Лицо англичанина выразило удивление.

— Подождите, — остановила она его, — и вы меня поймете. Человеку, которого я любила, милорд, и которого — увы! — еще до сих пор люблю, угрожает смертельная опасность. Его окружают враги — сильные, страшные и неизвестные. Один только человек может защитить его, это — я. Но для того, чтобы эта защита была действенна, для того, чтобы я могла выдержать борьбу и одержать победу, необходимы деньги, и притом большие деньги, и вы должны понять, что я не могла воспользоваться вашим капиталом.

— Фульмен!

— Когда я поселилась здесь, удалилась от света и примирилась с этой бедной и мрачной обстановкой, целью моею было скопить для этой странной и таинственной борьбы пятьдесят или шестьдесят тысяч франков из тех денег, которые получала из театра.

Англичанин вскрикнул и упал на колени перед танцовщицей.

— Ах! Фульмен, вы самая благородная женщина; ваши слова еще более заставляют меня сожалеть и увеличивают мое отчаяние.

Фульмен заставила его встать и спросила:

— Угодно вам, милорд, выслушать меня?

— Говорите.

— Хотите вы быть моим другом?

— Мне ничего больше и не надо.

— Вы жалеете меня и пришли в отчаяние, когда я перестала быть вашей… но если вы сделаетесь моим другом, может быть, к вам вернется надежда…
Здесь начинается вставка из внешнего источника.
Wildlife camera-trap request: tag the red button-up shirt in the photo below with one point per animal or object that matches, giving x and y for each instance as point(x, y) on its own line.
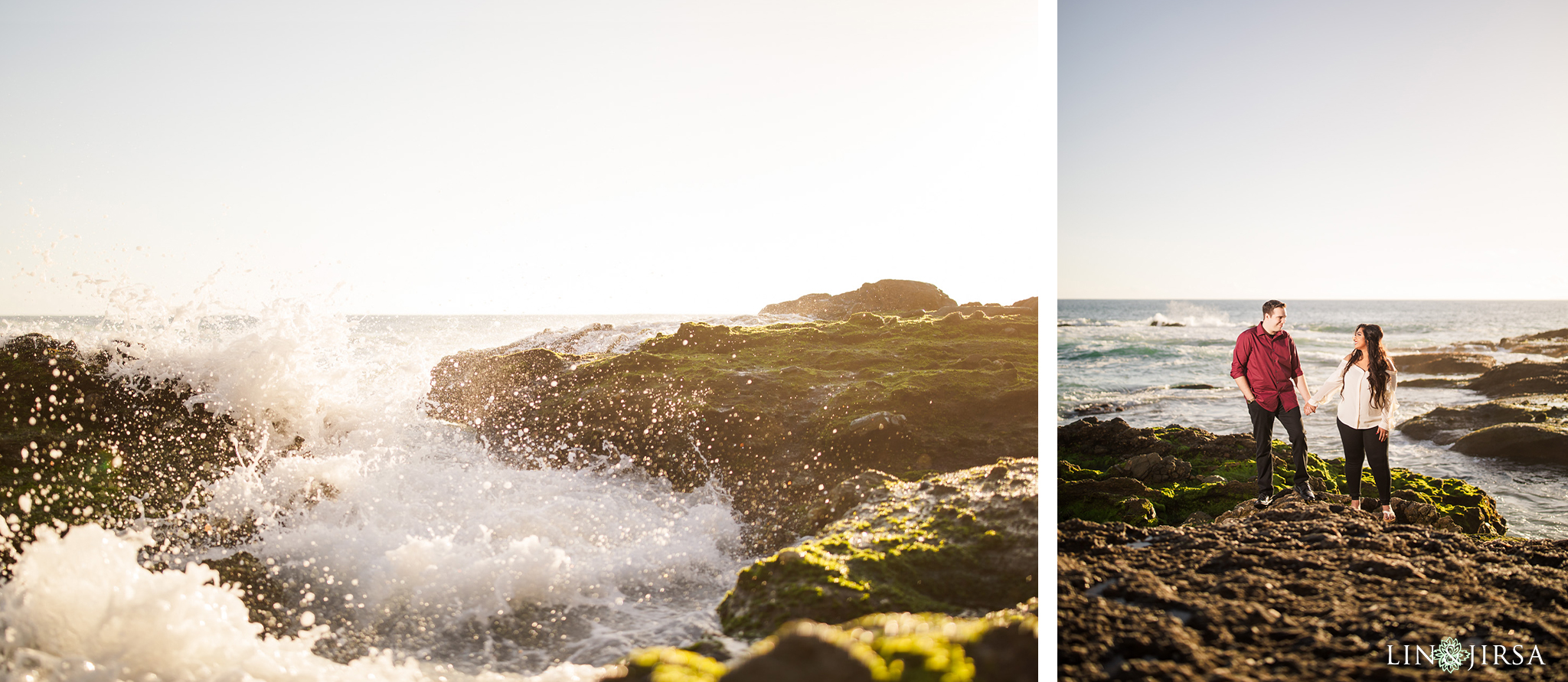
point(1269, 364)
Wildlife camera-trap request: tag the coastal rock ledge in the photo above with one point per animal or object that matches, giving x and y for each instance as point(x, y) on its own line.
point(779, 416)
point(1303, 592)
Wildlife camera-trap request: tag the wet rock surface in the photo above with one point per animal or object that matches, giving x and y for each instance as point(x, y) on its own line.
point(1001, 646)
point(1445, 363)
point(1539, 442)
point(1539, 338)
point(80, 444)
point(1302, 592)
point(1101, 462)
point(954, 543)
point(1523, 378)
point(776, 414)
point(1445, 426)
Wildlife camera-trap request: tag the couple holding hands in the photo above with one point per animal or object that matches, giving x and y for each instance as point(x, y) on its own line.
point(1266, 367)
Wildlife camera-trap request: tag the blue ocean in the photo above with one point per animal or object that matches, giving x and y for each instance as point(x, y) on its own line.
point(1134, 354)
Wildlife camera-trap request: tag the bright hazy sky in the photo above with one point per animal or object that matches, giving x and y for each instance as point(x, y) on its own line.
point(521, 157)
point(1315, 149)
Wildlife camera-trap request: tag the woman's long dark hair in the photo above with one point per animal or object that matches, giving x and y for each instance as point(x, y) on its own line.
point(1379, 367)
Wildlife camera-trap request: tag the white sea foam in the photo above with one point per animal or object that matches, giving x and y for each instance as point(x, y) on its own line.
point(374, 514)
point(601, 338)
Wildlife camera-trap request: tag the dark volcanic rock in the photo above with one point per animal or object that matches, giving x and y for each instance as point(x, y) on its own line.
point(1523, 378)
point(1518, 441)
point(1542, 348)
point(1096, 408)
point(1445, 363)
point(80, 444)
point(1093, 483)
point(1001, 646)
point(1445, 426)
point(1153, 469)
point(1298, 592)
point(951, 543)
point(1545, 336)
point(888, 295)
point(776, 414)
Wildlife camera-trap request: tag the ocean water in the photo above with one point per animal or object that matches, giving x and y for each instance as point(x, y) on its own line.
point(423, 523)
point(1107, 351)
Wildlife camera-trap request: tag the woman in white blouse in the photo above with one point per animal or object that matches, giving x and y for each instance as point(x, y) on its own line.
point(1366, 383)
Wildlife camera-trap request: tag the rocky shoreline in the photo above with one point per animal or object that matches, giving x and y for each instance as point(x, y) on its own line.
point(1302, 592)
point(1168, 571)
point(885, 457)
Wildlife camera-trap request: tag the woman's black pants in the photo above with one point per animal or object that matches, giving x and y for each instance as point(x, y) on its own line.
point(1363, 444)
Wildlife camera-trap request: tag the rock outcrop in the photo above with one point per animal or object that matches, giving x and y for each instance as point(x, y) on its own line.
point(1302, 592)
point(776, 414)
point(1523, 378)
point(82, 445)
point(1098, 460)
point(1001, 646)
point(888, 295)
point(1545, 336)
point(1536, 442)
point(1445, 426)
point(1445, 363)
point(954, 543)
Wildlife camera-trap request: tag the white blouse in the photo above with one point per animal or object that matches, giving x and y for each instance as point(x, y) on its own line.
point(1357, 410)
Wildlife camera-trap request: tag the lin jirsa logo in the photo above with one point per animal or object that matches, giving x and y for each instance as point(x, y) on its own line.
point(1451, 656)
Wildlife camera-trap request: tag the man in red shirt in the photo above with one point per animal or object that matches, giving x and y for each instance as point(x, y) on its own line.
point(1269, 372)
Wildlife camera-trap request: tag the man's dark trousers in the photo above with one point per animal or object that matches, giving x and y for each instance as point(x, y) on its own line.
point(1263, 432)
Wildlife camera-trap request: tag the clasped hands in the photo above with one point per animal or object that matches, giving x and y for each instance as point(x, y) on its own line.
point(1310, 408)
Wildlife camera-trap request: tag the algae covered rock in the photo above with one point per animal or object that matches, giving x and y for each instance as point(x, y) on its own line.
point(1001, 646)
point(776, 414)
point(1222, 481)
point(1445, 426)
point(1298, 592)
point(1518, 441)
point(951, 543)
point(1545, 336)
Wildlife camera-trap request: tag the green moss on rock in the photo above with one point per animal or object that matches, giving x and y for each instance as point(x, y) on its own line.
point(951, 543)
point(776, 413)
point(80, 444)
point(1092, 445)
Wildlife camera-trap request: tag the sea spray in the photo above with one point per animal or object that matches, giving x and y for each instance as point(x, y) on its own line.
point(396, 532)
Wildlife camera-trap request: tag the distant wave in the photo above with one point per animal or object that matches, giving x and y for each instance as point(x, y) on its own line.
point(1177, 314)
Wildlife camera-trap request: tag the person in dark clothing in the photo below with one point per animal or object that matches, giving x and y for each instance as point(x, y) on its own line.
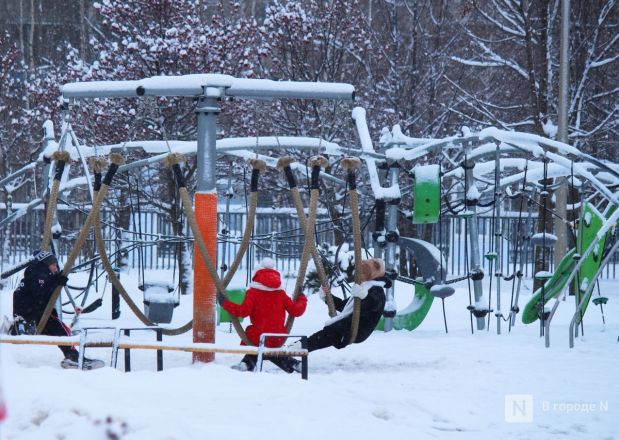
point(31, 297)
point(336, 332)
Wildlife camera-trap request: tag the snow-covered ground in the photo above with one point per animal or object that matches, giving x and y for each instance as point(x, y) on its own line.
point(423, 384)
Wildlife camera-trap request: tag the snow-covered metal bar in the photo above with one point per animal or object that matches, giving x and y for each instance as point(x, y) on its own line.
point(393, 191)
point(194, 85)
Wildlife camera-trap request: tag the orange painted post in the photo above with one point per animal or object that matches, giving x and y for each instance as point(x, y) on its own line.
point(204, 292)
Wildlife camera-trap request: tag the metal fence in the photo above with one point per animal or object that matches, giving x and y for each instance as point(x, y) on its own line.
point(149, 242)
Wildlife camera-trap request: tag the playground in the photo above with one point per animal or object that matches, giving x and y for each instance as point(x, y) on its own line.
point(513, 343)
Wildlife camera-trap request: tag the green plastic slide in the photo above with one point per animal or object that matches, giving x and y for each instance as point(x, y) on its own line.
point(591, 223)
point(552, 287)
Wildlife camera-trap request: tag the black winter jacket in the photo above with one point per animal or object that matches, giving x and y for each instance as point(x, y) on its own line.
point(34, 291)
point(372, 307)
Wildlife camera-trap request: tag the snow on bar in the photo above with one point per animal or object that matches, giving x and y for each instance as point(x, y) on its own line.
point(194, 85)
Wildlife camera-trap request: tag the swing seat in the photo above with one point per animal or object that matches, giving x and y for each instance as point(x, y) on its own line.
point(159, 303)
point(543, 239)
point(543, 275)
point(441, 291)
point(600, 300)
point(479, 313)
point(466, 214)
point(236, 296)
point(491, 256)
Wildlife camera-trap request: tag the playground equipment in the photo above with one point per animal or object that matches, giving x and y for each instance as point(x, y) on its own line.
point(478, 173)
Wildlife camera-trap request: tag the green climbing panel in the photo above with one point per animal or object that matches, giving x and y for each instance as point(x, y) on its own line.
point(592, 263)
point(234, 295)
point(552, 287)
point(591, 222)
point(427, 194)
point(412, 316)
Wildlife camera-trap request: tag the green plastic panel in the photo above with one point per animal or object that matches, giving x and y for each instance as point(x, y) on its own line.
point(427, 194)
point(236, 296)
point(412, 316)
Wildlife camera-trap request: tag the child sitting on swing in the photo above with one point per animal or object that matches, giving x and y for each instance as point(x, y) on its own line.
point(266, 304)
Лорд Г. взял руки Фульмен и осыпал их поцелуями.

— И так как, — продолжала она, — я считаю вас человеком великодушным, истинным джентльменом с рыцарской душой, то я осмелилась явиться к вам в то время, когда вы находились в кругу безумцев, в обществе которых старались рассеять свое горе, и, воспользовавшись своим прежним влиянием на вас, вырвала вас оттуда и привезла сюда.

— И вы прекрасно поступили, — похвалил лорд Г. Фульмен, — потому что я всегда телом и душою принадлежал и принадлежу вам.
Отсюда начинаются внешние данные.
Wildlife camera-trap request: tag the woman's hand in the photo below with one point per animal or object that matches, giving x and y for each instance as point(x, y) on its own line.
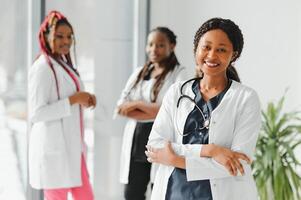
point(127, 107)
point(83, 98)
point(165, 156)
point(226, 157)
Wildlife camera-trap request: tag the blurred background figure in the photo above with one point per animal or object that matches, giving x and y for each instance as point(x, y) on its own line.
point(140, 102)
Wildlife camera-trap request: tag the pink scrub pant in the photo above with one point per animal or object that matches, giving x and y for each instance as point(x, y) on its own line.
point(83, 192)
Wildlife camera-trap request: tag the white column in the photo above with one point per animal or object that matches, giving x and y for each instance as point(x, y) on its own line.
point(113, 65)
point(34, 17)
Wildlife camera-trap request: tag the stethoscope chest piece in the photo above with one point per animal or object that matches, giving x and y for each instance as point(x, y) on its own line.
point(206, 123)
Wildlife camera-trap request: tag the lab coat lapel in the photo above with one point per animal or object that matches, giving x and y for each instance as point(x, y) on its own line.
point(185, 107)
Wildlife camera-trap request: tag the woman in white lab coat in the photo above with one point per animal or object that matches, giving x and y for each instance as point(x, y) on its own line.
point(205, 133)
point(57, 100)
point(139, 102)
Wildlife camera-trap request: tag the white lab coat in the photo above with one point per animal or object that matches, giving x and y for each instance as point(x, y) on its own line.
point(141, 92)
point(55, 144)
point(235, 124)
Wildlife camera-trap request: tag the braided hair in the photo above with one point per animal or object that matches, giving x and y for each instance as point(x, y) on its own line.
point(53, 20)
point(234, 34)
point(169, 64)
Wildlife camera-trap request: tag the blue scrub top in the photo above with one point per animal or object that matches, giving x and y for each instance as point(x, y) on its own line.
point(178, 187)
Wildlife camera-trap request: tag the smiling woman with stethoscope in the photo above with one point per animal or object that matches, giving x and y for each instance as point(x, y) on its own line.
point(206, 130)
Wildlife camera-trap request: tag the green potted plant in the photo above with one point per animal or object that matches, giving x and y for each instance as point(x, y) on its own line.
point(275, 163)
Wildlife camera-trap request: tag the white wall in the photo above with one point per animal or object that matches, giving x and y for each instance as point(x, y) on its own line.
point(270, 61)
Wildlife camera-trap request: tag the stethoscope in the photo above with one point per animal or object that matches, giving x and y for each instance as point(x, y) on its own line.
point(206, 122)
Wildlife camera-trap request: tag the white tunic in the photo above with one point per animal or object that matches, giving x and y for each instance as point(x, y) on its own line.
point(235, 124)
point(141, 92)
point(55, 137)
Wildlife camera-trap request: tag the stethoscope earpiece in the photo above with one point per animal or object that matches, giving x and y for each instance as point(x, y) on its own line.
point(206, 122)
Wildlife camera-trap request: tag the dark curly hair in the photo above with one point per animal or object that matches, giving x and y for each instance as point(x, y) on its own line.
point(168, 63)
point(234, 34)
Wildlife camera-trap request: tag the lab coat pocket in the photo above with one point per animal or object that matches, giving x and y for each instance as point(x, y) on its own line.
point(53, 140)
point(53, 164)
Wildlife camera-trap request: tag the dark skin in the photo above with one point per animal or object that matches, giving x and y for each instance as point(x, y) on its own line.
point(158, 48)
point(60, 42)
point(213, 56)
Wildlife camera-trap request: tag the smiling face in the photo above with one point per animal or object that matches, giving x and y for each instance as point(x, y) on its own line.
point(214, 53)
point(158, 47)
point(61, 40)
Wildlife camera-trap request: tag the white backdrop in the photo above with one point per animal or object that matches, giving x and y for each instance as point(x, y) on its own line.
point(270, 61)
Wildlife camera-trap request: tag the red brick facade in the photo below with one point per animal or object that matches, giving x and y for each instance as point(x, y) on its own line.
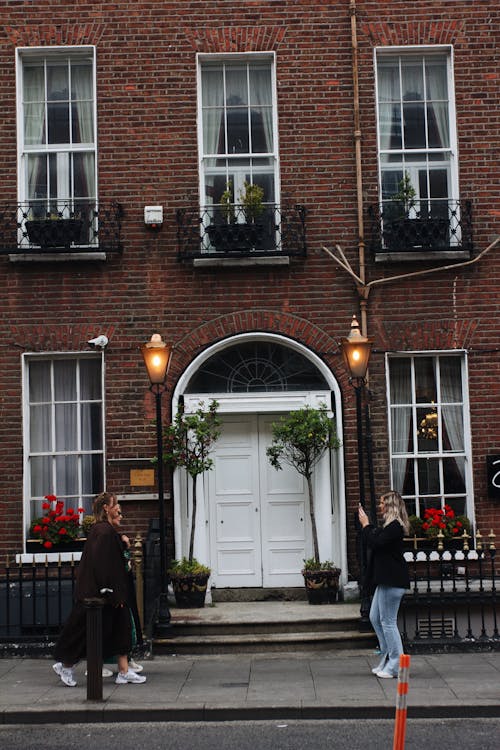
point(147, 154)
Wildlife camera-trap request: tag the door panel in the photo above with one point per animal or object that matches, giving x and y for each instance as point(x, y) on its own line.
point(234, 512)
point(258, 521)
point(283, 496)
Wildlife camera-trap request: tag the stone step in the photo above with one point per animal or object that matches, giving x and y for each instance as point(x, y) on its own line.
point(185, 626)
point(264, 642)
point(253, 626)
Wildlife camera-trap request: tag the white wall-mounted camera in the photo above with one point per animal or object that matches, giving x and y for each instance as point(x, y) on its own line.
point(153, 217)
— Берегитесь! — сказала Фульмен с грустной улыбкой. — Может быть, вы еще не знаете, о чем я хочу просить вас.

— Я угадываю, — сказал лорд Г., — и потому хочу ответить вам прежде, чем вы мне это скажете.

И благородный лорд опустился на колено перед Фульмен и продолжал:

— Дитя мое, я был безумцем, когда думал, что вы могли бы полюбить человека подобного мне, у которого уже поседели волосы и для которого давно уже наступил зрелый возраст. Но если я слишком стар, чтобы быть любимым вами, то я чувствую в своем сердце достаточно молодости для того, чтобы быть вашим другом, — другом верным, истинным и преданным.
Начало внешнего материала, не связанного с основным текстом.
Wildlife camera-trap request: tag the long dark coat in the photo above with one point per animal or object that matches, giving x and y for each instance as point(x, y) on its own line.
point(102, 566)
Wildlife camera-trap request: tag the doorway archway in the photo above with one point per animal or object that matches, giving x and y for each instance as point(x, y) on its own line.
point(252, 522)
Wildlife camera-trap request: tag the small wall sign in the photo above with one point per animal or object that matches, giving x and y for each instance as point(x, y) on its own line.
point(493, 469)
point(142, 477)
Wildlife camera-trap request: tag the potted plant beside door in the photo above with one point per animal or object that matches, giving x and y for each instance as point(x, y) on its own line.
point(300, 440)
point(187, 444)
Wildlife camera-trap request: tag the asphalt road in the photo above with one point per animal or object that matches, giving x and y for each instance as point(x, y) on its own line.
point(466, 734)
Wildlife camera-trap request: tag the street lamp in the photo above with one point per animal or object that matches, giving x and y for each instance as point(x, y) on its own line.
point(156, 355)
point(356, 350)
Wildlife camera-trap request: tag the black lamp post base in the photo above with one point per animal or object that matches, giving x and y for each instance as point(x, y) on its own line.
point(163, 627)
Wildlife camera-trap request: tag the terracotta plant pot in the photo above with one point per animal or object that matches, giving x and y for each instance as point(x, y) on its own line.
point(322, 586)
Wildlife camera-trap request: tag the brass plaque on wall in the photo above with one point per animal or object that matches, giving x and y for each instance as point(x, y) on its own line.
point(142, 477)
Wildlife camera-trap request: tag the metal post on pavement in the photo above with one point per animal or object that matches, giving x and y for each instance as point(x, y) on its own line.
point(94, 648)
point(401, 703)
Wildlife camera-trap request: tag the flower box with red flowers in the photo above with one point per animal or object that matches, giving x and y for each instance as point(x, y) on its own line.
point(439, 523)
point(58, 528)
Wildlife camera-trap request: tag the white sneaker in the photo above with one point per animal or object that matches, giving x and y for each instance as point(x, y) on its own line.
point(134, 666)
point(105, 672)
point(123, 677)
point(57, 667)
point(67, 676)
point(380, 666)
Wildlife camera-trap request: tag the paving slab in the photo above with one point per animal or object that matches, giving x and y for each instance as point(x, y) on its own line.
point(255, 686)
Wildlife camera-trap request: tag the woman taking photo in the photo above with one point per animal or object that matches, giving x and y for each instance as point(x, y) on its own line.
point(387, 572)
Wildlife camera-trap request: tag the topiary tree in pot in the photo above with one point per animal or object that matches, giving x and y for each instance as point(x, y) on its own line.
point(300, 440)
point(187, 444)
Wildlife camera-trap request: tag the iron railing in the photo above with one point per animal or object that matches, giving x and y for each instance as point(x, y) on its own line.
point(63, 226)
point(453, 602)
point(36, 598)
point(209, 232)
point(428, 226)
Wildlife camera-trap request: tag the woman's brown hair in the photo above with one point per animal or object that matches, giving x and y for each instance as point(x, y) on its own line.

— Вы благородны и добры, — прошептала Фульмен.

— Вы хотите просить у меня, — продолжал лорд Г., — разрешения воспользоваться теми средствами, которые я дал вам, для борьбы, о которой вы мне говорили.

— Да, — пробормотала Фульмен.

— Хорошо! И я прибавлю: все, что у меня есть, принадлежит вам, Фульмен… и мое благосостояние, и я сам, если только я могу быть вам чем-нибудь полезен.

— О! — вскричала Фульмен. — Вы не человек, а ангел. Я принимаю ваше предложение!

И затем она тихо прибавила:

— Боже мой! Может быть, я еще могу спасти Армана!

XXI

На улице де Пентьевр, почти в конце предместья Сент-Онорэ, возвышался старинный отель, величественный с виду, ворота которого были увенчаны большим гербовым щитом; на голубом фоне его были изображены две серебряные птички с кратким девизом: Semper! To есть: Вечно! Итак, аристократический род, имевший дерзновение верить в вечность своего существования — на что указывала надпись — увидал, как последний его отпрыск сошел в могилу, не оставив после себя потомства. Барон де Флар-Рювкньи, глава младшей линии, умер в Марселе, будучи убит на дуэли маркизом Гонтраном де Ласи. Маркиз де Флар-Монгори, глава старшей линии, умер несколько недель спустя в замке де Пон, узнав, что маркиз де Ласи похитил Маргариту де Пон. Но г-н Шаламбель, усыновленный этим последним, усиленно домогался и наконец добился-таки разрешения министра юстиции носить имя и принять герб человека, законным наследником всего имущества которого он являлся.